There are many, many examples of artificial intelligence builders acquiring massive data sets through questionable means in order to train their models. OpenAI According to reports transcribed more than a million hours of YouTube video without YouTube’s blessing—or the blessing of the creators—to power the flagship GPT-4 model. Google recently expanded its terms of service in part to allow public use of Google Docs, restaurant reviews on Google Maps, and other online material for its AI products. And Meta is said to have considered risking lawsuits trains her models to IP-protected content.
Meanwhile, large and small companies rely workers in third world countries paid only a few dollars an hour to create annotations for training sets. Some of these commenters — employed by mammoth startups like Scale AI — work literally days to complete tasks that expose them to graphic depictions of violence and gore with no benefits or guarantees of future gigs.
Rising costs
In other words, even the above data offerings aren’t exactly conducive to an open and fair AI ecosystem.
OpenAI has spent hundreds of millions of dollars licensing content from news publishers, media libraries, and more to train its AI models — a budget far larger than that of most academic research groups, nonprofits, and startups. Meta went so far as to weigh a takeover of publisher Simon & Schuster for the rights to e-book excerpts (eventually, Simon & Schuster sold to private equity firm KKR for $1.62 billion in 2023).

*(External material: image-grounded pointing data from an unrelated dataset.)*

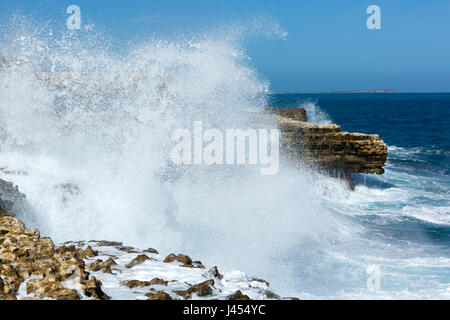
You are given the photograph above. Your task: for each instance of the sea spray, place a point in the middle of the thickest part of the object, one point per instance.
(92, 139)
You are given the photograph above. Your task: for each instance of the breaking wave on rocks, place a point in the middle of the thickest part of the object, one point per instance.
(85, 134)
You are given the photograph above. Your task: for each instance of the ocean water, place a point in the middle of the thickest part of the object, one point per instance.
(405, 212)
(90, 150)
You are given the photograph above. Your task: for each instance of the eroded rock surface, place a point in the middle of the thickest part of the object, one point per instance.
(326, 146)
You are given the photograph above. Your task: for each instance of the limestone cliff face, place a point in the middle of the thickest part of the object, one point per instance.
(326, 146)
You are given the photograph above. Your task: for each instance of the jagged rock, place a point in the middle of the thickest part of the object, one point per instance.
(202, 289)
(127, 249)
(215, 273)
(326, 146)
(100, 265)
(151, 250)
(185, 260)
(9, 195)
(298, 114)
(138, 260)
(159, 295)
(89, 253)
(238, 296)
(261, 280)
(93, 288)
(137, 283)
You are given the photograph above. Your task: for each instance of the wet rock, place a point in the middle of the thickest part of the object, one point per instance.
(185, 260)
(127, 249)
(100, 265)
(151, 250)
(89, 253)
(105, 243)
(159, 295)
(215, 273)
(137, 283)
(261, 280)
(92, 288)
(202, 289)
(325, 146)
(238, 295)
(136, 261)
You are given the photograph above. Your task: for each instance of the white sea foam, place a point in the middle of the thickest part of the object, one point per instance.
(90, 151)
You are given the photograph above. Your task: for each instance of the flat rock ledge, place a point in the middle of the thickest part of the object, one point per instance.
(33, 268)
(326, 146)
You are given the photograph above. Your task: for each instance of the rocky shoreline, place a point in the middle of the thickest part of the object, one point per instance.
(326, 147)
(34, 268)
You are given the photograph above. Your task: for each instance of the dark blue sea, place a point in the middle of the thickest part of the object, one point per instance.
(404, 213)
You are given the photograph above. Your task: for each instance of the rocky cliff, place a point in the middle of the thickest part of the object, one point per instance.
(32, 267)
(327, 147)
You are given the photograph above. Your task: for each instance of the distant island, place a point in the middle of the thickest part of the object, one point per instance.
(351, 91)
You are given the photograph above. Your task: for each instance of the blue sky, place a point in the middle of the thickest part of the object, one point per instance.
(328, 47)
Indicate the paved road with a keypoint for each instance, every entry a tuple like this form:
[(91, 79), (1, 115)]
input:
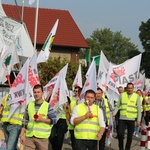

With the purchase of AI training data to be expected cultivate from about $2.5 billion now to nearly $30 billion within a decade, data brokers and platforms are rushing to charge top dollar — in some cases over the objections of their user bases.
Media library provided by Shutterstock inked deals with AI vendors ranging from $25 million to $50 million, while Reddit claims to have made hundreds of millions from licensing data to organizations like Google and OpenAI. Few platforms with abundant data accumulated organically over the years they do not have He signed deals with prolific AI developers, it seems — from Photobucket to Tumblr to Q&A site Stack Overflow.
It’s the platforms’ data for sale — at least depending on the legal arguments you believe. But in most cases, users don’t see a single penny of the earnings. And it hurts the wider AI research community.
“Smaller players will not be able to afford these data licenses and therefore will not be able to develop or study AI models,” Lo said. “I am concerned that this could lead to a lack of independent scrutiny of AI development practices.”
Independent efforts
If there is a ray of sunshine through the darkness, it is the few independent, non-profit efforts to create massive data sets that anyone can use to train a productive AI model.
EleutherAI, a non-profit grassroots research group that started as a loose Discord collective in 2020, is working with the University of Toronto, AI2, and independent researchers to create The Pile v2, a set of billions of text snippets mostly sourced from the public domain sector .
In April, the startup Hugging Face released FineWeb, a filtered version of Common Crawl—the eponymous dataset maintained by the nonprofit organization Common Crawl, consisting of billions upon billions of web pages—that Hugging Face claims improves the model’s performance on many reference points.
Some efforts to release open training datasets, such as the LAION team’s image sets, have struggled with copyright, data privacy, and more. equally serious ethical and legal challenges. But some of the most dedicated data curators are committed to doing better. Pile v2, for example, removes problematic copyrighted material found in its original dataset, The Pile.
The question is whether any of these open-source efforts can hope to keep pace with Big Tech. Since data collection and curation remains a matter of resources, the answer is probably no — at least not until some research breakthrough levels the playing field.